Having a coronavirus vaccine ready less than a year after treating the first patient with COVID-19 has been a “remarkable” achievement said a British doctor on Tuesday (December 8). The country began mass vaccinating its people in a global drive that poses one of the biggest logistical challenges in peacetime history.
“This is the most incredible. It has been the fastest, most remarkable piece of work,” said Dr Nikita Kanani, a medical director for primary care at NHS England as COVID-19 vaccinations began, adding that she felt emotional.
Health workers started inoculating the most vulnerable with the vaccine developed by Pfizer and BioNTech, with the country a test case for the world as it contends with distributing a compound that must be stored at -70C (-94F).
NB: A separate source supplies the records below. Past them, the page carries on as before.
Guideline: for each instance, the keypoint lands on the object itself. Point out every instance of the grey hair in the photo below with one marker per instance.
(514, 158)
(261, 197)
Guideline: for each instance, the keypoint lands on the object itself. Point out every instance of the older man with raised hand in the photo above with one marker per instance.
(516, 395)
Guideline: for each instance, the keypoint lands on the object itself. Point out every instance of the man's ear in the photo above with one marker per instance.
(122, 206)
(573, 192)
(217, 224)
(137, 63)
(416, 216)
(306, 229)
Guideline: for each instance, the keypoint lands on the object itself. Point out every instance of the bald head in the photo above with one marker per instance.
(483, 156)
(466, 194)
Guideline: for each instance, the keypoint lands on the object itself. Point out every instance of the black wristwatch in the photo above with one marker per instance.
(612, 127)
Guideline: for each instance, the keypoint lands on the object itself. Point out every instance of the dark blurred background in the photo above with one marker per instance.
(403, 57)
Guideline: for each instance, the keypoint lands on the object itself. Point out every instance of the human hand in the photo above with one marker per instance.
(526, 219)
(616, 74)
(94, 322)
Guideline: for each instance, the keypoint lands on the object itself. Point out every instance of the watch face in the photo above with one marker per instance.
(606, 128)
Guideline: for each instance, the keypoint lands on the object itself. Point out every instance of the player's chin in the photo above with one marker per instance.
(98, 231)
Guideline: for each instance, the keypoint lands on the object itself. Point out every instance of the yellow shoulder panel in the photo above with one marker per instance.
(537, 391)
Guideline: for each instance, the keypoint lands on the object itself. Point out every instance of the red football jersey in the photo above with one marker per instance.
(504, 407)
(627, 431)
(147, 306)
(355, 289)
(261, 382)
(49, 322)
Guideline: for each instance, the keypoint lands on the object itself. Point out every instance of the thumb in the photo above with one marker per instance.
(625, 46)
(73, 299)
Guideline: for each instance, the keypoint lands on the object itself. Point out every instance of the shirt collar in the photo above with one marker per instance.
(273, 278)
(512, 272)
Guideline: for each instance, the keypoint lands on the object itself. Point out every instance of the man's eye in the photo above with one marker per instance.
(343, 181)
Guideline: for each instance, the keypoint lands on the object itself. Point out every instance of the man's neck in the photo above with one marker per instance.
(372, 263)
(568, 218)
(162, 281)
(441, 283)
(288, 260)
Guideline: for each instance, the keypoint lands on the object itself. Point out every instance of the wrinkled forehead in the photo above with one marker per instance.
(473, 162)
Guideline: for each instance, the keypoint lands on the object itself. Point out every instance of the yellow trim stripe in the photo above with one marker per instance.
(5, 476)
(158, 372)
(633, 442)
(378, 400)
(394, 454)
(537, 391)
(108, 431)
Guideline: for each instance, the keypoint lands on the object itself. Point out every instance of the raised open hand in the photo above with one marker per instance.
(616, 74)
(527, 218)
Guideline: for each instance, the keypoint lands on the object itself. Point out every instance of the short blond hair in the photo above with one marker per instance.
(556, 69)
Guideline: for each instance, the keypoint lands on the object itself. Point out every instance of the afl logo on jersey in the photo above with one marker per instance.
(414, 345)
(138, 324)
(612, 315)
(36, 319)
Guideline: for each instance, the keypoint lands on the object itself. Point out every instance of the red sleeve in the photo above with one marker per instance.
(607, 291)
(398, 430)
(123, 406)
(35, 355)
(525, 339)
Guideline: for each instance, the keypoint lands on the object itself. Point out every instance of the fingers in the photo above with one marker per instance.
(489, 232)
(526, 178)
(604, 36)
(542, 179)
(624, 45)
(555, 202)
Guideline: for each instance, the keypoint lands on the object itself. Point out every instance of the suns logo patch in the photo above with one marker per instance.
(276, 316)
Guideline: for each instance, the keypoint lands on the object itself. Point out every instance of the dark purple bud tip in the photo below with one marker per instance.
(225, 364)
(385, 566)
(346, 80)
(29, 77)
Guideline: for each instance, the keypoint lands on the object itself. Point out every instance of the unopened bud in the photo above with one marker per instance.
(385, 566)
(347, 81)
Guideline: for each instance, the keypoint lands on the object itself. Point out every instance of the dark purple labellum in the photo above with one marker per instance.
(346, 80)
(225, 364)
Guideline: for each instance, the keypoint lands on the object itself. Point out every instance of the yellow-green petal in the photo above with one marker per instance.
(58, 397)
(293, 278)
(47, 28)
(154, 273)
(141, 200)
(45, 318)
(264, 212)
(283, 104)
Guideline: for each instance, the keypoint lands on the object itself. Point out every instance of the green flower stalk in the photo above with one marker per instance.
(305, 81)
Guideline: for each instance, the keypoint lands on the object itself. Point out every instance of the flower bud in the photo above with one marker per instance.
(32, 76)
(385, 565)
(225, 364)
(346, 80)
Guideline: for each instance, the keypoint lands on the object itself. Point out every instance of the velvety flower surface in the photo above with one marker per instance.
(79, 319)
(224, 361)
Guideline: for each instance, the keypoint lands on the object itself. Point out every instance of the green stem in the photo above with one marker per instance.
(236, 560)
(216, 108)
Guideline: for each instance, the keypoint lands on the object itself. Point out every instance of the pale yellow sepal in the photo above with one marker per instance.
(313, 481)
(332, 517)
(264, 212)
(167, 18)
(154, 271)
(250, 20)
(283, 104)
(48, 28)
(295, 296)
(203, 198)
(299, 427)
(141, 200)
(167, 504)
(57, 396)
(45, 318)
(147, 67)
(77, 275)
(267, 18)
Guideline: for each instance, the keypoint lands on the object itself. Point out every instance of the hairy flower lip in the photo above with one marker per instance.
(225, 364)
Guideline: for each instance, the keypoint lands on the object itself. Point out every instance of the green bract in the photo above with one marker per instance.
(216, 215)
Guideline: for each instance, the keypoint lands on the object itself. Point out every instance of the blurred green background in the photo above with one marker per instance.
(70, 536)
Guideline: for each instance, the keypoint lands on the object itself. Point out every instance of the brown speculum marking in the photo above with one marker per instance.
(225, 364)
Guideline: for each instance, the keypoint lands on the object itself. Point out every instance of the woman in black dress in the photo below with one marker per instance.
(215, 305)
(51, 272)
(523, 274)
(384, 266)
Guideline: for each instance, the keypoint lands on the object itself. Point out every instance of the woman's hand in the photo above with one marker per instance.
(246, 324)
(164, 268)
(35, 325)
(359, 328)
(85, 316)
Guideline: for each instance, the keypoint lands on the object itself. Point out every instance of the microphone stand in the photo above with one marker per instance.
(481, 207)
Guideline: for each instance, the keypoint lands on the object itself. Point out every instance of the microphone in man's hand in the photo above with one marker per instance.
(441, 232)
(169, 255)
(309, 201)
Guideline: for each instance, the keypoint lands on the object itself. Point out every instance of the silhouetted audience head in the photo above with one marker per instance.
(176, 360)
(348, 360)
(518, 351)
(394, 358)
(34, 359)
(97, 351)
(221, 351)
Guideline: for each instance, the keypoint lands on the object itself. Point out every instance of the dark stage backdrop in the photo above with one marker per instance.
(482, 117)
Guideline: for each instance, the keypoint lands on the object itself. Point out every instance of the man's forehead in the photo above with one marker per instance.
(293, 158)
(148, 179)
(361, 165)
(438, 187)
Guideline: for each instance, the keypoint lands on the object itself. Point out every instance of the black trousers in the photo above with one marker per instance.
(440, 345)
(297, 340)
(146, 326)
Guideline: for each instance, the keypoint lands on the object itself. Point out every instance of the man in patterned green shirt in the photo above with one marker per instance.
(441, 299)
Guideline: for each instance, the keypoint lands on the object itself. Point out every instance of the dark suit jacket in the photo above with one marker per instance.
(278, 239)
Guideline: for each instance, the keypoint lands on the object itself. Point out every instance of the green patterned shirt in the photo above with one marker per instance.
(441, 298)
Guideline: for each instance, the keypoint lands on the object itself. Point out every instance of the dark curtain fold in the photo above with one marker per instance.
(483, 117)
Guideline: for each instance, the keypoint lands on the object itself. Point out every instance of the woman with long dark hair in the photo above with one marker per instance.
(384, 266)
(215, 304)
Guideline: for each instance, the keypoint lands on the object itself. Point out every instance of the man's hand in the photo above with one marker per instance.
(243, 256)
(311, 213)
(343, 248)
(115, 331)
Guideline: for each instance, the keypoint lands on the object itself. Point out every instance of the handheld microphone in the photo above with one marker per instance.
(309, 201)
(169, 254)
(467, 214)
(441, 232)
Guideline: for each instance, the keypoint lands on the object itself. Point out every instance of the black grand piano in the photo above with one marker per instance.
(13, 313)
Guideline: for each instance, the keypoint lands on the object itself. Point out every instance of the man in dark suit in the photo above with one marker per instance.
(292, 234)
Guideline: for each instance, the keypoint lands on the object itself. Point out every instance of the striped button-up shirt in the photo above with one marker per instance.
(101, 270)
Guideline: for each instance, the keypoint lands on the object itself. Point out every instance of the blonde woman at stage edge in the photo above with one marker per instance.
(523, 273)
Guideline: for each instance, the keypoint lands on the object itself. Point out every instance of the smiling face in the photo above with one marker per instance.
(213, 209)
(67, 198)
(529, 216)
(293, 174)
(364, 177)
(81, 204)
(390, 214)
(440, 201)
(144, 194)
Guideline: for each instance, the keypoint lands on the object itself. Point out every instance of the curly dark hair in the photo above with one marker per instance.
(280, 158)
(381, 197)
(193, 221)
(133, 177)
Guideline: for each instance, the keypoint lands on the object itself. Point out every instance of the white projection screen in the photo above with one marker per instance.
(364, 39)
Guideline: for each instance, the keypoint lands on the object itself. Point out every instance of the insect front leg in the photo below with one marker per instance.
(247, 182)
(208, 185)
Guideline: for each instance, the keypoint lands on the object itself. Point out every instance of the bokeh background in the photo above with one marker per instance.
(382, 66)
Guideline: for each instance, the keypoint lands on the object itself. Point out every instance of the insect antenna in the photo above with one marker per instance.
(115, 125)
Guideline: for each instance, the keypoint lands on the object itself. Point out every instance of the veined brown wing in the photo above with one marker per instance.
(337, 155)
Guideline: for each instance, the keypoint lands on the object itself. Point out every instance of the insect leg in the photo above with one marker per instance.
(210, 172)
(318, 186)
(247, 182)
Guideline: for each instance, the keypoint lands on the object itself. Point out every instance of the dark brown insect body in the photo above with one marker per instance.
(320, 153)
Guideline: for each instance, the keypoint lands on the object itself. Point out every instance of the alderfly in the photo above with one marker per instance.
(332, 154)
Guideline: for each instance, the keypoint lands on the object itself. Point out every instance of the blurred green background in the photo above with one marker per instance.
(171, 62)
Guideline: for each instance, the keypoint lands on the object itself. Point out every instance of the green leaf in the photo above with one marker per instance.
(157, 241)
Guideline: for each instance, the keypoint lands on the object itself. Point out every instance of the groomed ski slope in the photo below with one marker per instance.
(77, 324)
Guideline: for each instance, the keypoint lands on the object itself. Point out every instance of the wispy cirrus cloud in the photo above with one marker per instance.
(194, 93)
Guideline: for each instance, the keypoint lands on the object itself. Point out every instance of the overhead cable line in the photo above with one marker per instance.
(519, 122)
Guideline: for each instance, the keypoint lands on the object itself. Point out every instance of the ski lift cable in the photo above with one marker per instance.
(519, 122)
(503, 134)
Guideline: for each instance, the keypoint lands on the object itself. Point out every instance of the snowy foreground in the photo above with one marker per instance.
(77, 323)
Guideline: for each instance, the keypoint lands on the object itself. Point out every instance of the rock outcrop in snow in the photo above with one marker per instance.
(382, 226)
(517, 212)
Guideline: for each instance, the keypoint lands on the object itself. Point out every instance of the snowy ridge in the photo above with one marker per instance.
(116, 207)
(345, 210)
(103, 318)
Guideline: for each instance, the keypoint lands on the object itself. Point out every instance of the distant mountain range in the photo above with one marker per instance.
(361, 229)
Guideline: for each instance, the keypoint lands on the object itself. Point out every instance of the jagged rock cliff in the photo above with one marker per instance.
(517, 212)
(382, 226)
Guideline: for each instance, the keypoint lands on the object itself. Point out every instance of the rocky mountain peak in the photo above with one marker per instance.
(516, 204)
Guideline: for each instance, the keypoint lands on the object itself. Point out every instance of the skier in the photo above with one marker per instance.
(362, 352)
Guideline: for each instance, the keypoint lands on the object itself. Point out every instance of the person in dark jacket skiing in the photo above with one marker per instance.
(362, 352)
In Newcastle, married couple Hari and Ranjan Shukla were among the first to receive their vaccinations. “I feel happy that I’ve been able to contribute a little,” said Hari as he and Ranjan posed for photographs after getting their jabs, wearing stickers to show they had been vaccinated.
The launch of the vaccine, one of three shots that have reported successful results from large trials, will fuel hope that the world may be turning a corner in the fight against a pandemic that has killed more than 1.5 million people.
Britain, the worst-hit in Europe with over 61,000 deaths, is the first Western nation to begin mass-vaccinations and the first globally to roll out the Pfizer/BioNTech shot.